Turkey and Ukraine celebrated three decades of bilateral relations on Thursday.
Turkish Ambassador to Ukraine Yağmur Ahmet Güldere told Anadolu Agency (AA) that relations between Ankara and Kyiv have come a long way over the past three decades.
“Our peoples are closer than ever. But knowledge of our countries is not limited to 30 years, it is much more rooted.”
On February 3, Kyiv is set to host the 10th High-Level Strategic Council between Turkey and Ukraine, with heads of state expected to attend the event which will mark the 30th anniversary of diplomatic relations.
Earlier, Ukrainian Foreign Minister Dmytro Kuleba said the two countries see the upcoming council meeting as an opportunity to sign the long-awaited free trade agreement.
The second meeting of the Quadriga format for political and security consultations, held for the first time in 2020 in Kyiv with the participation of the foreign and defense ministers of the two countries , is expected to be held in the Turkish capital Ankara this month.
Turkish and Ukrainian leaders have set an annual trade volume target of $10 billion, which is currently over $5 billion.
Turkey, meanwhile, is expected to set a new record in this area by welcoming more than 2 million Ukrainian tourists by the end of this year.
Countries agreed to travel without visas or passports in 2017.

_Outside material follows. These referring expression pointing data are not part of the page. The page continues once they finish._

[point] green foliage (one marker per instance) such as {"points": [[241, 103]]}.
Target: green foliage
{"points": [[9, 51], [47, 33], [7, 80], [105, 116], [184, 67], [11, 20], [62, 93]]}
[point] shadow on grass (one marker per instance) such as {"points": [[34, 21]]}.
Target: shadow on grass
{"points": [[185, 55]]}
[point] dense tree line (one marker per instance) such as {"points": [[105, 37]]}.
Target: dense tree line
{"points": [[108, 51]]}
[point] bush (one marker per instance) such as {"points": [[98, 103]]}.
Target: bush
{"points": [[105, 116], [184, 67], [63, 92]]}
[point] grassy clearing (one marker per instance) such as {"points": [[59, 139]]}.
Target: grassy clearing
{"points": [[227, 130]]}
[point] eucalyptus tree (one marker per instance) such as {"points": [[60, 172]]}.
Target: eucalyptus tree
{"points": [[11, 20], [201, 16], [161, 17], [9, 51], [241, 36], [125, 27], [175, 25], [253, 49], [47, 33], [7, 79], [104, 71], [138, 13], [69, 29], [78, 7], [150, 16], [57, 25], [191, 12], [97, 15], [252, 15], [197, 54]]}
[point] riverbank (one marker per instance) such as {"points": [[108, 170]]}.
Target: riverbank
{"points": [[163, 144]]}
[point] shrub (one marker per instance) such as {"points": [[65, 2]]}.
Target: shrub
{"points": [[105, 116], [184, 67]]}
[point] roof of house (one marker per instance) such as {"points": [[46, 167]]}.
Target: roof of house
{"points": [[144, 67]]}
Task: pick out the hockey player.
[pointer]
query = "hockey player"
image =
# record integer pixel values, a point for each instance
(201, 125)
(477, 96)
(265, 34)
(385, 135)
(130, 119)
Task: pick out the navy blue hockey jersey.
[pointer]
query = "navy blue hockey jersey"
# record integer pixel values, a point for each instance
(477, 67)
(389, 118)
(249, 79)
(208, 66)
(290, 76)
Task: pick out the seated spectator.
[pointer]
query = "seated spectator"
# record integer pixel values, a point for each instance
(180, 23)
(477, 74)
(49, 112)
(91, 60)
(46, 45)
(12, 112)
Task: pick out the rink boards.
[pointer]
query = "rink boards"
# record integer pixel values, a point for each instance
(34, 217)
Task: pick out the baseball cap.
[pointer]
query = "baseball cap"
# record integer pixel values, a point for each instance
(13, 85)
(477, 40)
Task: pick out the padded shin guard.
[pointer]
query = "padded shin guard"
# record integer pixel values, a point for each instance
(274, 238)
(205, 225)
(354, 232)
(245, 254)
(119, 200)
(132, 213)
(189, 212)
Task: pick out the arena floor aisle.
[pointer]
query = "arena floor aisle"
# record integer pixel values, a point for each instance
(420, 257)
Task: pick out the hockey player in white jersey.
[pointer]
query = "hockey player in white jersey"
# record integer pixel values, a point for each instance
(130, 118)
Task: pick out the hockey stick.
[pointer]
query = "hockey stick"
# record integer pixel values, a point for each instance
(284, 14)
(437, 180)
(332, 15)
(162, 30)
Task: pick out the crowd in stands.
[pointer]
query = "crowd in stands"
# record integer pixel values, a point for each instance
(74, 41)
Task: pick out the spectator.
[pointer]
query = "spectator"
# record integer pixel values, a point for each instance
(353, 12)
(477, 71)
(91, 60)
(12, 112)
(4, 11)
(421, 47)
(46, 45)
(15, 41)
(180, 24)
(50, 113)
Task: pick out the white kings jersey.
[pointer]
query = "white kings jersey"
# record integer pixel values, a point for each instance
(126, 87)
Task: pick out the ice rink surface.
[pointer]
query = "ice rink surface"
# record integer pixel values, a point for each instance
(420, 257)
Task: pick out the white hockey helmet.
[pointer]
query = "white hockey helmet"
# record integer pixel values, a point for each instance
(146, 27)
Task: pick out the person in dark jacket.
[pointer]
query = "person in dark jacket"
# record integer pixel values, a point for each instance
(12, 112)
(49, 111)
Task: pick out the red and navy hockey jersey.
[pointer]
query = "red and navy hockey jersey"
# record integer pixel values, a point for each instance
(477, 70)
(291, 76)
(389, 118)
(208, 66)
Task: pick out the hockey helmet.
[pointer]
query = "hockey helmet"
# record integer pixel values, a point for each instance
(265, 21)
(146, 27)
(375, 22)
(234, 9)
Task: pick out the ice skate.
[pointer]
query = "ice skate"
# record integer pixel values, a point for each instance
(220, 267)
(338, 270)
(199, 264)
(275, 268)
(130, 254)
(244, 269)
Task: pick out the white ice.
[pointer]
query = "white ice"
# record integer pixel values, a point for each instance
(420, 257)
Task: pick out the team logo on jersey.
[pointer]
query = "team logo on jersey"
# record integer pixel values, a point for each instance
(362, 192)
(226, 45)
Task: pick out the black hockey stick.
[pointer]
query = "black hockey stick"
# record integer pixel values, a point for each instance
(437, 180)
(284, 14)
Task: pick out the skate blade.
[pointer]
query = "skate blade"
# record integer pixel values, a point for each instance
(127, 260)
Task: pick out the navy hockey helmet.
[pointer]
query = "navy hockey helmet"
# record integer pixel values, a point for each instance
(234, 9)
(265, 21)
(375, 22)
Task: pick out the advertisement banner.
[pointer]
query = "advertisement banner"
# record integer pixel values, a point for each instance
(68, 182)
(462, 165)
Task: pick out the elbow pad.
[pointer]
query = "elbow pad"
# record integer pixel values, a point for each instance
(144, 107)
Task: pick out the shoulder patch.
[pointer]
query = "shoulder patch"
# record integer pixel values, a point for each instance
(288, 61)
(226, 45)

After the collapse of the Soviet Union, Turkey became one of the first countries to recognize Ukraine on December 16, 1991, and the two countries established diplomatic relations on February 3, 1992.
The friendship and cooperation agreement between Ukraine and Turkey was ratified in 1993.

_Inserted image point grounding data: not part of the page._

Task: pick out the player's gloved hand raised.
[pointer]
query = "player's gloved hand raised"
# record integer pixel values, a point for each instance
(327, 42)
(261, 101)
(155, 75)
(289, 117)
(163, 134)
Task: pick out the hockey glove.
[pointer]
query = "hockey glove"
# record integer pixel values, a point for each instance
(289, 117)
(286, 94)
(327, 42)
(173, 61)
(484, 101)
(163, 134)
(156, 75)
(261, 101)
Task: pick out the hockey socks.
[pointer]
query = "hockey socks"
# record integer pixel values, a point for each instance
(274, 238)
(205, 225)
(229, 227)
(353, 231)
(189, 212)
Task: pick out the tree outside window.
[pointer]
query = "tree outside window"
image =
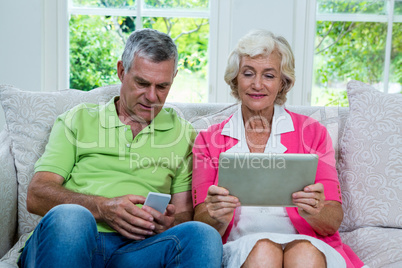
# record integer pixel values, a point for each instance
(98, 34)
(351, 43)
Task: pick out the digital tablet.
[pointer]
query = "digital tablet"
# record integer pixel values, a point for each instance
(260, 179)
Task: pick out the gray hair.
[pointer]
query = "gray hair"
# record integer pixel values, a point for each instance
(150, 44)
(262, 43)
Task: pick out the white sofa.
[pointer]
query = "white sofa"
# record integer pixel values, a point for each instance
(366, 136)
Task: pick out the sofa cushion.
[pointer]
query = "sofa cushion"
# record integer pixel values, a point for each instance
(29, 118)
(376, 246)
(8, 195)
(371, 159)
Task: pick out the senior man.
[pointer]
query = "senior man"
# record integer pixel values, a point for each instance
(100, 163)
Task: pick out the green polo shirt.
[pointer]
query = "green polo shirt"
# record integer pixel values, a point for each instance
(97, 155)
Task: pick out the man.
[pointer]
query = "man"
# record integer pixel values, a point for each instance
(95, 173)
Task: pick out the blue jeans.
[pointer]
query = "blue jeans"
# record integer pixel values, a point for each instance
(67, 237)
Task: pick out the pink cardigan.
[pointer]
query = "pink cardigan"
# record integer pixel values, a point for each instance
(309, 137)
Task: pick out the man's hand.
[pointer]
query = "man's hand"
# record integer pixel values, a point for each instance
(162, 222)
(122, 214)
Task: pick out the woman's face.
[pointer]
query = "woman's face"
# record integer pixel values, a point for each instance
(259, 81)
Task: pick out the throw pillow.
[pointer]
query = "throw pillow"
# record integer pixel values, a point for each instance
(371, 159)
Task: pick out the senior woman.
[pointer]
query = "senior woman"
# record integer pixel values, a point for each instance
(260, 72)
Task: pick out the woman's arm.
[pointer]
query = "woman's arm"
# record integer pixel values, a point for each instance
(324, 216)
(218, 208)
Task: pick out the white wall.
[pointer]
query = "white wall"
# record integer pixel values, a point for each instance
(20, 45)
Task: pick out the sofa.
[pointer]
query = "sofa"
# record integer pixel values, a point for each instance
(366, 137)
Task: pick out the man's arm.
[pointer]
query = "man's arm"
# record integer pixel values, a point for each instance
(184, 207)
(121, 213)
(180, 210)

In 1649, the first agreement was signed between the Cossacks of Ukraine and the Ottoman Empire.
Also, the Ottoman Empire was one of the first states to recognize the Ukrainian People’s Republic in 1918.
Turkey, a NATO member, has also supported Ukraine’s territorial integrity and criticized Moscow’s annexation of Crimea.
President Recep Tayyip Erdoğan recently offered to mediate between Ukraine and Russia to resolve the Crimean crisis.
Fighting between Ukrainian government forces and pro-Russian separatists in Donbas has claimed over 13,000 lives since 2014, UN says
The region is one of many sources of friction between Russia and Ukraine.